Il 1 dicembre è la giornata mondiale contro l’AIDS. Per noi celebrare il primo dicembre sembra essere diventato un momento per gioire di tutti i passi in avanti che la ricerca medica ha fatto nell’ambito della cura dell’AIDS.
Come se ormai questa terribile malattia fosse solo un fantasma del passato. Ci sono le medicine, quindi tutti quelle persone che hanno contratto il virus e magari lo contrarranno possono curarsi ed avere una prospettiva di vita più lunga. Ma è proprio così? O meglio è così in tutto il mondo?
La risposta è semplice ma purtroppo drammatica. NO. Non è vero che tutti possono avere accesso ai farmaci non solo perché le medicine possono non essere accessibili (in tanti paesi vengono date gratuitamente), ma perché accesso ai farmaci vuole dire anche avere i soldi per pagare il trasporto verso l’ospedale e il cibo necessario per assumere dei farmaci così importanti. E questo per molte persone che vivono con meno di 1 euro al giorno, è un’utopia! Per contrastare davvero questa epidemia quasi dimenticata, bisogna quindi spezzare con decisione il circolo vizioso povertà/AIDS dove una alimenta l’altra.
Gli operatori del Progetto Rainbow della Comunità Papa Giovanni XXIII, nato nel 1998 in Zambia per dare una risposta agli orfani dell’AIDS, ci dicono che sono ancora tantissime le persone affette dal virus.

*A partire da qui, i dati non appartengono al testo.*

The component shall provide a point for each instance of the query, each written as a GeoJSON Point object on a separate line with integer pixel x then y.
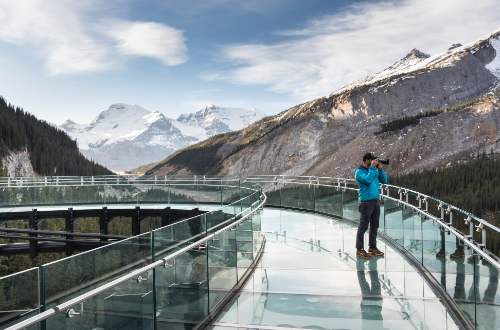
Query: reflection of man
{"type": "Point", "coordinates": [371, 297]}
{"type": "Point", "coordinates": [368, 176]}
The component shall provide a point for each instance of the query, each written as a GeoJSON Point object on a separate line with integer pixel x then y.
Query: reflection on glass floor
{"type": "Point", "coordinates": [309, 278]}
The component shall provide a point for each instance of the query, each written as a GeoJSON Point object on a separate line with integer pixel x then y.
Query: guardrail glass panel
{"type": "Point", "coordinates": [412, 229]}
{"type": "Point", "coordinates": [274, 195]}
{"type": "Point", "coordinates": [393, 221]}
{"type": "Point", "coordinates": [328, 200]}
{"type": "Point", "coordinates": [19, 295]}
{"type": "Point", "coordinates": [65, 278]}
{"type": "Point", "coordinates": [461, 284]}
{"type": "Point", "coordinates": [244, 246]}
{"type": "Point", "coordinates": [488, 297]}
{"type": "Point", "coordinates": [222, 262]}
{"type": "Point", "coordinates": [128, 305]}
{"type": "Point", "coordinates": [181, 289]}
{"type": "Point", "coordinates": [300, 196]}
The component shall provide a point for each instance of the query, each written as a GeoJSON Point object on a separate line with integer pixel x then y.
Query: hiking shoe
{"type": "Point", "coordinates": [362, 254]}
{"type": "Point", "coordinates": [458, 254]}
{"type": "Point", "coordinates": [374, 252]}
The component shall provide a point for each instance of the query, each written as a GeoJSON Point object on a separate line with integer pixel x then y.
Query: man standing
{"type": "Point", "coordinates": [368, 176]}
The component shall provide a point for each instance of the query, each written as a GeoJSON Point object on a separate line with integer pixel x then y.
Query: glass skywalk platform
{"type": "Point", "coordinates": [309, 277]}
{"type": "Point", "coordinates": [272, 252]}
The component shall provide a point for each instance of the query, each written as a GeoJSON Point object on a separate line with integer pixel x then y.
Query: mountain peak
{"type": "Point", "coordinates": [415, 53]}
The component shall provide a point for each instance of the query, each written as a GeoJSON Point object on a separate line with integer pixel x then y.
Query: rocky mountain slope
{"type": "Point", "coordinates": [422, 112]}
{"type": "Point", "coordinates": [127, 136]}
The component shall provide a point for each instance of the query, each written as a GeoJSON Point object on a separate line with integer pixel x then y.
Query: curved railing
{"type": "Point", "coordinates": [451, 247]}
{"type": "Point", "coordinates": [181, 273]}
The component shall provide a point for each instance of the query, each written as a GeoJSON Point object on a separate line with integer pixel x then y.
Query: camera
{"type": "Point", "coordinates": [384, 161]}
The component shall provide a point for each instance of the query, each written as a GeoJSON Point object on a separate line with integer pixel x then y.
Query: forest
{"type": "Point", "coordinates": [52, 151]}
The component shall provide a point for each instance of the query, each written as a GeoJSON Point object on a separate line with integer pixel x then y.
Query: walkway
{"type": "Point", "coordinates": [309, 278]}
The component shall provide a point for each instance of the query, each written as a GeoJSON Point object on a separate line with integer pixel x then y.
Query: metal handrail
{"type": "Point", "coordinates": [162, 262]}
{"type": "Point", "coordinates": [478, 247]}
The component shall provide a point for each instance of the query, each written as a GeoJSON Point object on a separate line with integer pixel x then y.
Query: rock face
{"type": "Point", "coordinates": [126, 136]}
{"type": "Point", "coordinates": [450, 102]}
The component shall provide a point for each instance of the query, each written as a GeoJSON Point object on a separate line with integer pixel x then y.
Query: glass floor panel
{"type": "Point", "coordinates": [309, 277]}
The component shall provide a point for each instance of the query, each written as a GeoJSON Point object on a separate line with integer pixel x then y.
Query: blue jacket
{"type": "Point", "coordinates": [368, 180]}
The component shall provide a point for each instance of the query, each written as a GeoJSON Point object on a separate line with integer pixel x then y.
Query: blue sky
{"type": "Point", "coordinates": [63, 59]}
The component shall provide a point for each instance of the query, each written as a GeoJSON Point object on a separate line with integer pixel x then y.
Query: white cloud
{"type": "Point", "coordinates": [334, 50]}
{"type": "Point", "coordinates": [75, 36]}
{"type": "Point", "coordinates": [149, 39]}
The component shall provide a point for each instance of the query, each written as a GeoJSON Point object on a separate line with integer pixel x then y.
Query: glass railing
{"type": "Point", "coordinates": [173, 275]}
{"type": "Point", "coordinates": [454, 249]}
{"type": "Point", "coordinates": [179, 274]}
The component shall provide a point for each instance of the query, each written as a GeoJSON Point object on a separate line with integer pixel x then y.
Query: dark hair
{"type": "Point", "coordinates": [368, 156]}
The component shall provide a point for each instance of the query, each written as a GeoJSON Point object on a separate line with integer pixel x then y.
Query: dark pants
{"type": "Point", "coordinates": [370, 214]}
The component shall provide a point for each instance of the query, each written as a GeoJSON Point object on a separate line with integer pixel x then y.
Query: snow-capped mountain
{"type": "Point", "coordinates": [422, 112]}
{"type": "Point", "coordinates": [126, 136]}
{"type": "Point", "coordinates": [212, 120]}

La metà delle mamme che seguiamo nei centri nutrizionali è sieropositiva ed oltre il 20% dei loro bambini ha contratto il virus. Sono purtroppo poche quelle di loro che si possono permettere di accedere i farmaci necessari. Certo non è più quella malattia che a metà degli anni ’90 ha cancellato un’intera generazione, ma è ancora una delle principali cause di mortalità.
Il primo dicembre è quindi ancora la giornata mondiale per la lotta all’AIDS e lo sarà fino a che ci sarà anche solo una persona del pianeta che non potrà avere accesso alle cure necessarie.